Title: UCCL - An Extensible Software Transport Layer for GPU Networking
Speaker: Yang Zhou (UC Davis) [webpage: https://yangzhou1997.github.io/]
Time: 10:00 am, November 07 (Friday), 2025
Location: Ryder Hall 156
Online link: provided upon request or see the seminar email.

Abstract:

Fast evolving machine learning workloads have increasing requirements for networking, ranging from simple AllReduce to more challenging AlltoAll. However, host networking hardware like RDMA NICs is evolving slowly, e.g., broken DCQCN congestion control that is challenging to tune, and no multipathing support yet. This mismatch has severely hindered performance scale-up and incurred additional costs.

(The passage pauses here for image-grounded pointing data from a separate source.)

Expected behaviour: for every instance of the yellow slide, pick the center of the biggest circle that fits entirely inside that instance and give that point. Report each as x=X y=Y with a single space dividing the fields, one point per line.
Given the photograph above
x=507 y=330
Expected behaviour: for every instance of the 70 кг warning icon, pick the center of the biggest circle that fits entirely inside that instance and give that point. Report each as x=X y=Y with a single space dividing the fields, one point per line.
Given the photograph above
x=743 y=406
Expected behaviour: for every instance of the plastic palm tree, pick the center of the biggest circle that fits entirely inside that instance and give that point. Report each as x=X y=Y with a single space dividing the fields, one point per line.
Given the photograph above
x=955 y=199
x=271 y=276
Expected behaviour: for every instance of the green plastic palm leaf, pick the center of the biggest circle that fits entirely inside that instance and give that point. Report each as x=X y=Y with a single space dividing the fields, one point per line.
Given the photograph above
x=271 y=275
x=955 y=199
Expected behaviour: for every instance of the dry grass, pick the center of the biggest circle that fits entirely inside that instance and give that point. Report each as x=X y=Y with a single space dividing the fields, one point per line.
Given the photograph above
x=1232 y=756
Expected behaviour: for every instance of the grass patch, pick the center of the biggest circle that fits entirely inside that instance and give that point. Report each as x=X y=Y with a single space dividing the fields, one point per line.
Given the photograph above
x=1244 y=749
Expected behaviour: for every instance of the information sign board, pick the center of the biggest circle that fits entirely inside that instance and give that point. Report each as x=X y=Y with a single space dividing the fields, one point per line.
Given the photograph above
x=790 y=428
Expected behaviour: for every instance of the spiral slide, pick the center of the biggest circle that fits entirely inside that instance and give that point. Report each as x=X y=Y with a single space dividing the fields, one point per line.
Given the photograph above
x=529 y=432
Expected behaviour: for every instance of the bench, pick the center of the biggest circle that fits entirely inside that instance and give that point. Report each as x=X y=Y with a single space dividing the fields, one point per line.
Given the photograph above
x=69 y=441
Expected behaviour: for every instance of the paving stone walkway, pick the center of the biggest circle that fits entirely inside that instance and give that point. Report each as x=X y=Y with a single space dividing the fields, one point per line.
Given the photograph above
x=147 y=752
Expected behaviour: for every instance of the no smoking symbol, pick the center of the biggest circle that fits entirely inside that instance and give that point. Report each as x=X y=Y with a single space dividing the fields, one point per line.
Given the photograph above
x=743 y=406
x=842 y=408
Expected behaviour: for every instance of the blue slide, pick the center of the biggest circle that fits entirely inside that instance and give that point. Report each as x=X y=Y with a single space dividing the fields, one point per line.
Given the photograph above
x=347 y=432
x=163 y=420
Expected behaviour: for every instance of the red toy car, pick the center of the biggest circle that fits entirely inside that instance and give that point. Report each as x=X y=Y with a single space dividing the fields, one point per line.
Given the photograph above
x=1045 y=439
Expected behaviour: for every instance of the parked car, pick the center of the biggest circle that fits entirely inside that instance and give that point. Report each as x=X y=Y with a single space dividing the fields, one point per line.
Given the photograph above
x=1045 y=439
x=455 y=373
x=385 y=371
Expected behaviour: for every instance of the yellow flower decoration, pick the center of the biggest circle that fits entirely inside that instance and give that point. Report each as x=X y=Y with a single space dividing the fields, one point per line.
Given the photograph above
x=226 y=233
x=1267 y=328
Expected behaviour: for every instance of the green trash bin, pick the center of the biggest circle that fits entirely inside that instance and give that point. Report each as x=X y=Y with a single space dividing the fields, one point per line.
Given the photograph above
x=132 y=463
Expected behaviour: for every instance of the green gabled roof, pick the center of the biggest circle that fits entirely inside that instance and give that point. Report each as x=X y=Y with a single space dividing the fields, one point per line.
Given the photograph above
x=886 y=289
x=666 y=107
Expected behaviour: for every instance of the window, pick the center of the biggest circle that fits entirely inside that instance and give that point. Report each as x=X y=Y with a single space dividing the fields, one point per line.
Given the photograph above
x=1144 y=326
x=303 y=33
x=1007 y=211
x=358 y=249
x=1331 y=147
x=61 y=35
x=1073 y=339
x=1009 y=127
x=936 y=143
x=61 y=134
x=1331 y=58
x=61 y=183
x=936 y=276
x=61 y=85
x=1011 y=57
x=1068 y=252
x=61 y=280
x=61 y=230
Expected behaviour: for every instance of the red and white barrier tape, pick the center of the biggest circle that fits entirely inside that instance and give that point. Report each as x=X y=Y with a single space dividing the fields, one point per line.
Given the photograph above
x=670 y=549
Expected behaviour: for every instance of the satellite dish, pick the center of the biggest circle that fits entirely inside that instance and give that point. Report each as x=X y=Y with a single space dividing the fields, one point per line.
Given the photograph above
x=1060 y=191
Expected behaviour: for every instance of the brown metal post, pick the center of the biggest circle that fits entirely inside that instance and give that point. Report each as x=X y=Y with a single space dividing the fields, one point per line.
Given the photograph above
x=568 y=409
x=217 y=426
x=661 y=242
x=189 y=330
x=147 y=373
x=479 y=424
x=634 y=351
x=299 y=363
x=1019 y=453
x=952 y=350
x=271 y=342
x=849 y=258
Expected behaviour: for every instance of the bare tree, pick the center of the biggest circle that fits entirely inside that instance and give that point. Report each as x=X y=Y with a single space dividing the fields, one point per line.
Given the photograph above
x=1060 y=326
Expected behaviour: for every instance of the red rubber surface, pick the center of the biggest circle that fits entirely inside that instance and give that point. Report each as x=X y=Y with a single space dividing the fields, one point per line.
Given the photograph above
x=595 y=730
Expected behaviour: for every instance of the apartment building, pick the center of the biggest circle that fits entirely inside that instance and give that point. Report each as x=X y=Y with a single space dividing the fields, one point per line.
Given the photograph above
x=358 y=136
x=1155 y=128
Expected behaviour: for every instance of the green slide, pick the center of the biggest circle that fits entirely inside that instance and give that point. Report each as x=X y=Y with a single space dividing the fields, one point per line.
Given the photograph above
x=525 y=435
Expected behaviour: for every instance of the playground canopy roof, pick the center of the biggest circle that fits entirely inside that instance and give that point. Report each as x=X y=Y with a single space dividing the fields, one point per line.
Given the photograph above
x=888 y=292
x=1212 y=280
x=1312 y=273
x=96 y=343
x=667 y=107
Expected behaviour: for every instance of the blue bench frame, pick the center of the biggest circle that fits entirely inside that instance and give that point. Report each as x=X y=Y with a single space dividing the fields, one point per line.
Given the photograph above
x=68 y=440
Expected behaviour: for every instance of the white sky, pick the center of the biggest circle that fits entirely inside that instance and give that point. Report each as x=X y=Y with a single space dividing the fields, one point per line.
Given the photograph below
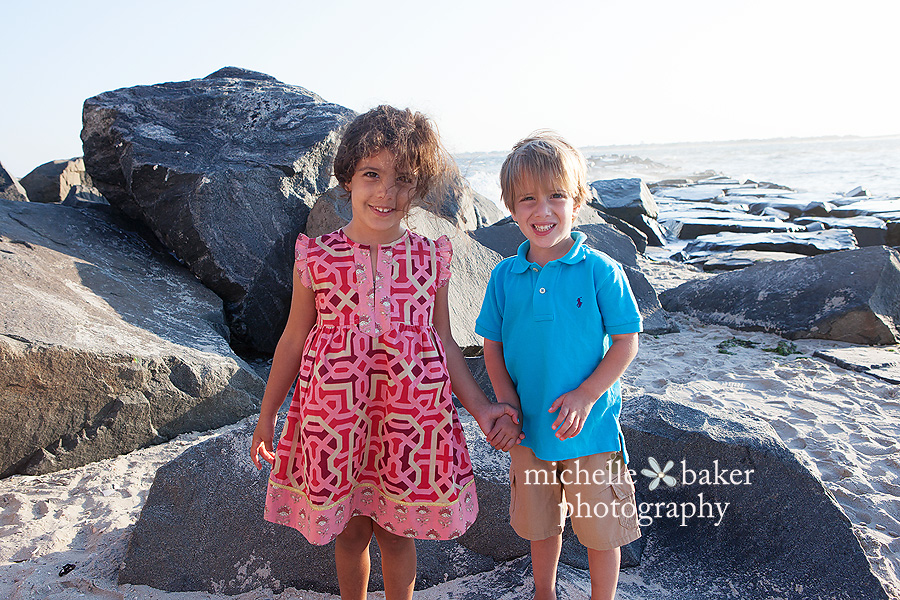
x=600 y=72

We present UCCL, an extensible software transport layer for GPU networking. UCCL separates the data path and control path of existing RDMA NICs, and achieves efficient software control for the transport running on host CPUs. The extensibility of UCCL transport allows us to implement a multipath transport with packet spraying to resolve ECMP collisions, a receiver-driven transport to handle network incast, and a selective retransmission scheme to handle packet loss. UCCL provides a drop-in replacement for NCCL (and RCCL), and outperforms NCCL by 2.3-3.3x for GPU collectives over RoCE and AWS EFA RDMA. UCCL is fully open-sourced at https://github.com/uccl-project/uccl.

Bio:

Yang Zhou is an Assistant Professor at UC Davis CS. He was a Postdoc at UC Berkeley SkyLab, working with Ion Stoica, and got his Ph.D. from Harvard University, advised by Minlan Yu and James Mickens. He has equal interests in core systems and ML systems research. He once received a Google Ph.D. fellowship.